Source: Sarajevo Film Festival

Isabelle Huppert

On the perception that she often plays evil characters, for example recent turns like her predatory widow in Neil Jordan’s Greta (2018) and evil stepmother in Anne Fontaine’s Pure As Snow (2019), Huppert nods in agreement. She likes taking a trip on the dark side.

“There is a different way of showing malevolence now,” she says. “Before, you had the good and the bad but now there is more ambiguity. It is much more interesting to see how an individual can be good on the surface and bad underneath.”

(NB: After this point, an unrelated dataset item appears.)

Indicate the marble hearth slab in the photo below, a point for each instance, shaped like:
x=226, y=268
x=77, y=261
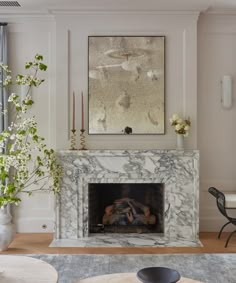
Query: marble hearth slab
x=130, y=240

From Greek tragedy to Shakespeare, the most intriguing characters, she adds, always tend to be the nastiest. “You have all these supposedly malevolent characters and they are usually the most interesting people. I am not saying that doing a non-malevolent character is not interesting. In fact, sometimes I think I would love to play a really iconic good character.” That, she suggests, would actually be far more of a challenge.

Huppert isn’t just one of the most renowned stars of French cinema. She is also the owner of two rep cinemas in Paris – the Christine Cinema Club and the Ecoles Cinema Club, which her son Lorenzo Chammah programmes. “The ultimate and great place to watch movie remains the theatres,” she says.

In France, running cinemas is a tough business these days, with spectators obliged to show Covid health passes and box office falling as a result. “It makes the situation for theatres very, very difficult but I can only encourage people to go [to them] because that is the best place to watch movies, in a dark room with people, on a big screen,” she says.

Spectators are coming back, at least to Huppert’s theatres. “The attendance is not… tragic. Given the situation, it is not too bad.” 

Her cinemas show classic movies. “There is still hunger for this kind of film,” she says. “Traditionally, these two cinemas were always more devoted to American films from the ’50s. Now, of course, the programming goes from Japanese films to American films to French films.”

Huppert herself goes to watch films whenever she can. One title she saw recently and admired hugely was Sidney Lumet’s Running On Empty (1988) starring Christine Lahti and River Phoenix.

Not that she has much time to spend on cinemagoing. In spite of the pandemic, her work schedule remains as frantic as ever. She has recently been on stage, in Ivo van Hove’s production of The Glass Menagerie and opening this year’s Avignon Festival in The Cherry Orchard.

She says both of those productions are likely to be revived as is Robert Wilson’s production of Mary Said What She Said in which Huppert plays Mary, Queen of Scots, and which had been due to play in New York and LA before Covid intervened.

Huppert will be in Venice to support Promises. After that, she is off to Japan to star in Sidonie, the new film by Elise Girard, and is also due to appear in The Syndicalist, the next film from director Jean-Paul Salomé (with whom she made 2020’s Mama Weed).

With more than 140 film credits to her name already, there is no sign yet that Huppert has any plans to put her feet and go watch other people’s movies in her son’s cinemas.